L'idée selon laquelle il est beaucoup plus facile d'évaluer les performances sur le mobile que sur tout autre support s'avère frustrante, sous deux aspects. D'une part, il existe un argument selon lequel les méthodes utilisées ne sont pas adaptées à la finalité (par exemple, les taux de clics) ou l'exactitude est largement exagérée. D'autre part, on considère que lorsque des méthodes d'analyse moins précises sont évoquées, on commence à se dire que les responsables ne font pas assez d'efforts.

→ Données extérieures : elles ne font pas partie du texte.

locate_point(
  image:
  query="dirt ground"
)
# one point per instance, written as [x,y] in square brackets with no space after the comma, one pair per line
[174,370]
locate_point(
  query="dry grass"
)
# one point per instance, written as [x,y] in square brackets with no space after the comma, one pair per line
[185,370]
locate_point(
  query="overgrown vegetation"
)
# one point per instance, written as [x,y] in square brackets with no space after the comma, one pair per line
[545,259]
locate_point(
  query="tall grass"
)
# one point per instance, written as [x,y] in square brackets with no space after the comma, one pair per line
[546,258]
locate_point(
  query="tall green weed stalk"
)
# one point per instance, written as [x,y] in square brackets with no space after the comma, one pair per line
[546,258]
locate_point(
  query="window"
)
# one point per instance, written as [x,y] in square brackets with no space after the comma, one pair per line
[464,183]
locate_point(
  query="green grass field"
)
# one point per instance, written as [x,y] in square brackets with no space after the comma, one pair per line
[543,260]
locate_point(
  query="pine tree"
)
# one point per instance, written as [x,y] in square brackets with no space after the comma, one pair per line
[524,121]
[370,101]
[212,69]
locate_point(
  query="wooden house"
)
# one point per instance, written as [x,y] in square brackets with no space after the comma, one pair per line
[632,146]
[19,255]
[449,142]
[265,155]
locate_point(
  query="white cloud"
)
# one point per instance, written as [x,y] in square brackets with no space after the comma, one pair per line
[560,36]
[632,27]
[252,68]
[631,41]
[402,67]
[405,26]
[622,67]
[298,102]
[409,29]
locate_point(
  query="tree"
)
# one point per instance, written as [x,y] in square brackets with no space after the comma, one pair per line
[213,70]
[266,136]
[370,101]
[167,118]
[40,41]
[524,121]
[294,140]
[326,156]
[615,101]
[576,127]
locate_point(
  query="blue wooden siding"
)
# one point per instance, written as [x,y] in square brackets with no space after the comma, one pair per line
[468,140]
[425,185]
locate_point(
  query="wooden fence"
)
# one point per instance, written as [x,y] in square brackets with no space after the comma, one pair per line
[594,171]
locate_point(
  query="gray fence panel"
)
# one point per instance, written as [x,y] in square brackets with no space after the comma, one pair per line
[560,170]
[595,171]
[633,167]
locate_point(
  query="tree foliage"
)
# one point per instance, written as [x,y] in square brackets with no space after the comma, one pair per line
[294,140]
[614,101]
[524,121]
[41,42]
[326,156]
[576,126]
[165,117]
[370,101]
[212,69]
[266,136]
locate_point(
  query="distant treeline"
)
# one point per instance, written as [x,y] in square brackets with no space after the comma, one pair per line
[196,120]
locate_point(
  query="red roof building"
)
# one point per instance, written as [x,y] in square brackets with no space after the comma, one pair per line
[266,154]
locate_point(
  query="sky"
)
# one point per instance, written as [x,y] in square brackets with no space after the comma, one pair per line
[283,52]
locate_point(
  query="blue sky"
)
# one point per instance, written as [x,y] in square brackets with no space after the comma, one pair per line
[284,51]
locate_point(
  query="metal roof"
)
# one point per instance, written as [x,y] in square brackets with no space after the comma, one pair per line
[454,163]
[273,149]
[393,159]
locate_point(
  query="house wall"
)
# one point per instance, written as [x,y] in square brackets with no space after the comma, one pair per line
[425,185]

"La modélisation probabiliste revendique une exactitude de 70 à 80 %, mais il faut le prendre avec des pincettes", explique Neil Bruce, Head of Mobile chez Mindshare. "Je suis contrarié lorsque certaines personnes nous renvoient la question de la mesurabilité. Si l'on étudie la façon dont les performances TV sont évaluées, je considère que la mesurabilité sur les mobiles est similaire", ajoute-t-il. Toutefois, les résultats de l'étude SMoX réalisée par la Mobile Marketing Association devraient être bientôt publiés (même si aucune date n'est précisée) et devraient faire avancer cette question.
Les données demeurent un élément essentiel du processus global, et les marques continuent à se demander quelle est la meilleure manière de les obtenir. D'une façon générale, on estime que pour collecter des données, on doit fournir une contrepartie (ou "échange de valeurs") au consommateur. En réalité, pour susciter l'intérêt sur la plate-forme mobile, il convient de fournir un contenu contextuel de grande qualité, qu'il soit clairement de nature promotionnelle ou non. La publicité native rencontre un succès croissant. Par exemple, la campagne du tour-opérateur TUI s'avère particulièrement efficace. Elle consiste à afficher des arrière-plans associés à la marque, représentant une plage ensoleillée, devant les prévisions météorologiques déprimantes affichées en temps réel dans l'application de la chaîne météo The Weather Channel.
"Il faut révolutionner la méthode de diffusion des annonces sur les mobiles. Nous avons besoin de nouvelles solutions, reposant sur trois principes fondamentaux : le choix donné à l'utilisateur, une publicité attirante et l'échange de valeurs", résume Peter Dille, directeur marketing de Tapjoy.